This winter could see a surge in cases of a common young children’s illness which can lead to hospital treatment and sometimes even death, a charity has warned.
Respiratory Syncytial Virus (RSV) is already ‘rife’ because of lowered immunity in the population, the British Lung Foundation (BLF) has said.
The charity has already seen a 400% rise in calls to its helpline from parents worried about their child having breathing difficulties.
Cases of the condition, which is common in babies and children, usually peak in January, but there were few infections last year when there were lockdowns in place.
The BLF said it was concerned that this year children will have “much lower immunity” at a time when the NHS is already under extreme pressure.
Risk of hospitalisation
Almost all children will have had the virus, which may cause a cough or cold, by the time they are two years old.
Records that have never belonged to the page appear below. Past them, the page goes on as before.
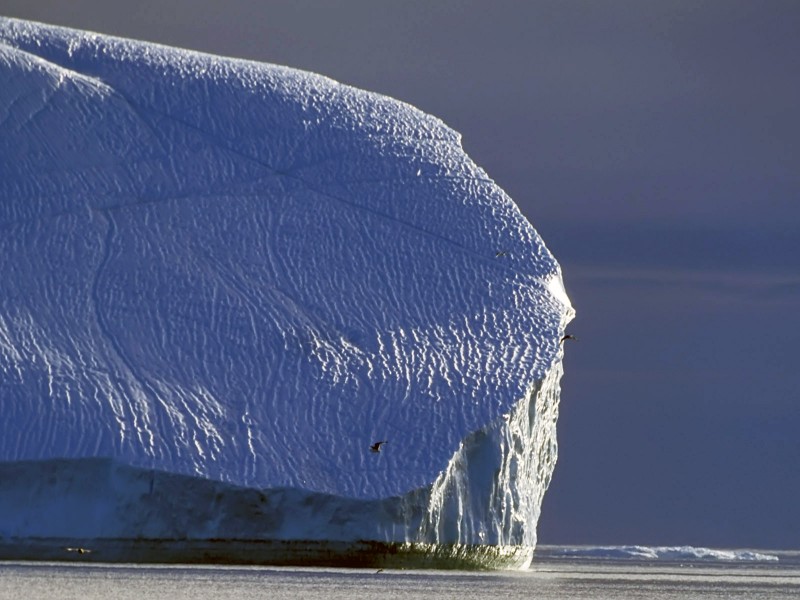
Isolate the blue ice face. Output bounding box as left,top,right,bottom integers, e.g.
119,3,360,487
0,19,572,498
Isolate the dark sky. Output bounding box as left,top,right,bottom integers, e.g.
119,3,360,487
0,0,800,548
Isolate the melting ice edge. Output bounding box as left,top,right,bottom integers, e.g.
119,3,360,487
0,18,573,566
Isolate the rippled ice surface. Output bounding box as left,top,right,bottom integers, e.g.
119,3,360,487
0,553,800,600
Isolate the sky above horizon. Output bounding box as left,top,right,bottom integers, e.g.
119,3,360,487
0,0,800,548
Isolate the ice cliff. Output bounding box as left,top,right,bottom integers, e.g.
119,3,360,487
0,18,573,564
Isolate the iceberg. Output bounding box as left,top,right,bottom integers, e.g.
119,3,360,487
0,18,574,566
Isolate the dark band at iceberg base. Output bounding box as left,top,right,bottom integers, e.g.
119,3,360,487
0,363,561,569
0,17,574,566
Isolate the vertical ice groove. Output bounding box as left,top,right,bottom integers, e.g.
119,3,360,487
410,359,563,548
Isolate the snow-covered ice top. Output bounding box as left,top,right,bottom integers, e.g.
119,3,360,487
0,18,572,498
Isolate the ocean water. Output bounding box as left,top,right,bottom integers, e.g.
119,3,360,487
0,552,800,600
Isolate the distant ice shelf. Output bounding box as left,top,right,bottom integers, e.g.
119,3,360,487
547,546,779,562
0,18,574,562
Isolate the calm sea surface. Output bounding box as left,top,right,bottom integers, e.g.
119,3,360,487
0,552,800,600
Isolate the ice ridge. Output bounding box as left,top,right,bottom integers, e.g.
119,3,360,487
0,18,573,556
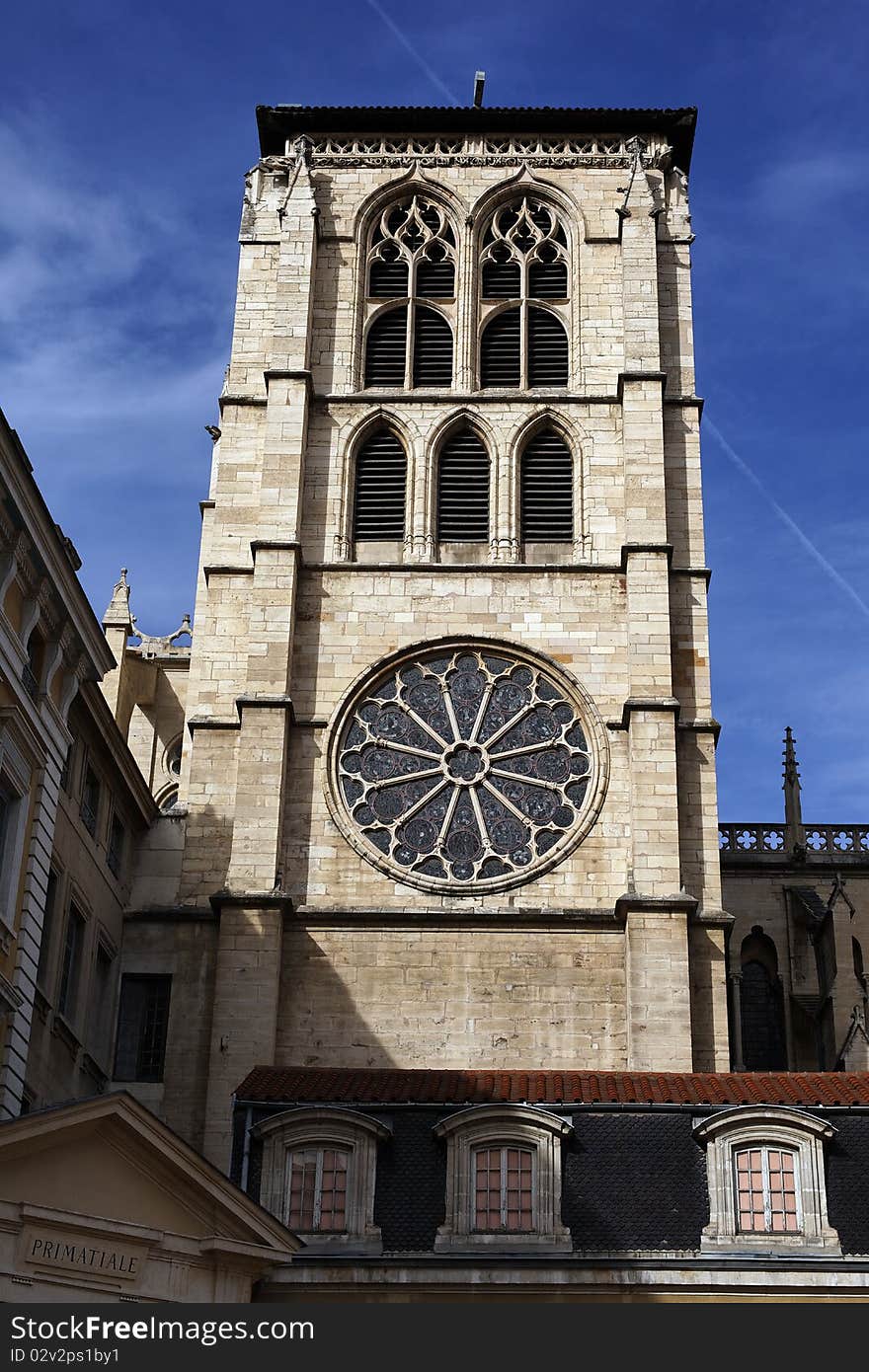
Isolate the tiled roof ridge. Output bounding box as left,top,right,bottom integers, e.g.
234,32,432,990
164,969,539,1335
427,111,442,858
236,1066,869,1105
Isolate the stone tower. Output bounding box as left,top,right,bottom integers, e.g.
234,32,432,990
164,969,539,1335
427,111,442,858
125,106,729,1164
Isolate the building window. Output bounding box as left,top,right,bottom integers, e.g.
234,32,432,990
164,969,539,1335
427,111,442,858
353,428,408,543
57,904,87,1021
474,1147,534,1234
437,428,490,543
435,1105,573,1253
36,867,59,986
287,1148,351,1234
694,1105,840,1253
739,925,788,1072
518,429,574,545
88,940,114,1066
733,1147,800,1234
114,975,172,1081
21,630,43,700
327,638,606,894
365,194,456,390
0,782,12,882
481,196,569,390
253,1107,391,1253
80,763,100,836
106,810,126,877
0,725,33,929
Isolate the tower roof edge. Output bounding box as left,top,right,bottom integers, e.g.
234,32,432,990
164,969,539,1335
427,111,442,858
257,105,697,172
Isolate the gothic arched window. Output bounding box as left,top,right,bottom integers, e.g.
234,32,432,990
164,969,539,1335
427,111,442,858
437,428,489,543
481,196,570,390
740,925,788,1072
518,429,574,543
365,194,456,390
353,428,408,542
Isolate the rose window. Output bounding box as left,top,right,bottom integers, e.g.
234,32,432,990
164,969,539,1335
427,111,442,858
330,644,598,893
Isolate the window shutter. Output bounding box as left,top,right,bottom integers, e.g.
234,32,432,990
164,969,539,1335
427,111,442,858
524,305,567,386
365,305,408,387
481,310,518,388
416,262,456,299
353,429,408,541
368,261,408,296
413,306,453,386
521,430,574,543
437,429,489,543
483,262,521,300
528,262,567,300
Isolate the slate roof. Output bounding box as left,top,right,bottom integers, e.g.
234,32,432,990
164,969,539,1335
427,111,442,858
236,1067,869,1105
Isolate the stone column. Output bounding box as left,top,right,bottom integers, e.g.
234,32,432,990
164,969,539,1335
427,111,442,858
203,894,289,1172
619,156,696,1072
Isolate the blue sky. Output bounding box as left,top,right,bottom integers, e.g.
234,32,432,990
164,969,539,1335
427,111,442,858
0,0,869,822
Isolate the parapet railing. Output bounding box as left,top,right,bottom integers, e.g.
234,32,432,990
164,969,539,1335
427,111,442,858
718,824,869,858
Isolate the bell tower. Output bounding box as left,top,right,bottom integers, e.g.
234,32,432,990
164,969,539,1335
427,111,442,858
126,106,729,1164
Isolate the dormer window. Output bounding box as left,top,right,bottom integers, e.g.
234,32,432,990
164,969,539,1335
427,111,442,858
254,1107,391,1253
435,1105,573,1253
694,1105,840,1253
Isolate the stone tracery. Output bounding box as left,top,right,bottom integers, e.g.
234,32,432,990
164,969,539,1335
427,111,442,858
325,645,594,893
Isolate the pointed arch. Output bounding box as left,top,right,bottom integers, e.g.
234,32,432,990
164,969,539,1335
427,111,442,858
356,172,464,390
432,411,493,543
334,406,419,562
475,185,578,390
510,405,592,560
740,925,787,1072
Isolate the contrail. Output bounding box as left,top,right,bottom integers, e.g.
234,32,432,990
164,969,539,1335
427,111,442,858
366,0,461,105
703,419,869,619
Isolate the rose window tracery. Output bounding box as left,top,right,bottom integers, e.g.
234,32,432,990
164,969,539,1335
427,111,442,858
330,644,598,893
For some, RSV can lead to bronchiolitis – an inflammatory infection of the lower airways which can make it hard to breathe.
Initially, bronchiolitis resembles a common cold but can develop over a few days into a high temperature, a dry and persistent cough, difficulty feeding, and wheezing.
While many cases clear up in two to three weeks, a number of children need hospital admission.
The BLF said that over the past three months an estimated 1,000 children have needed hospital care in England alone.
New guidance for parents
It has issued new guidance for parents which includes asking anyone who has a cough or cold to stay away from young children, making sure that anyone who handles their child washes their hands regularly and not smoking around young children and babies.
Dr Andy Whittamore, clinical lead at the British Lung Foundation, said: “In general practice, we are seeing a lot of children with coughs and viruses that weren’t circulating last year and so their immunity is lowered.
“Doctors on the ground are concerned that alongside a rapid increase in cases of COVID-19, we are also going to see a surge in diseases like bronchiolitis.
“Like most other colds and viruses, RSV starts with a blocked or runny nose and can progress to cause a cough, fever and sometimes breathing difficulties.
“The good news is that for most children it will be mild and will clear in a few days without any treatment. Sometimes a cough might drag on for a few weeks.
“It is extremely rare for a well child to die of bronchiolitis, but there are some who will need medical help, although that is still unusual.”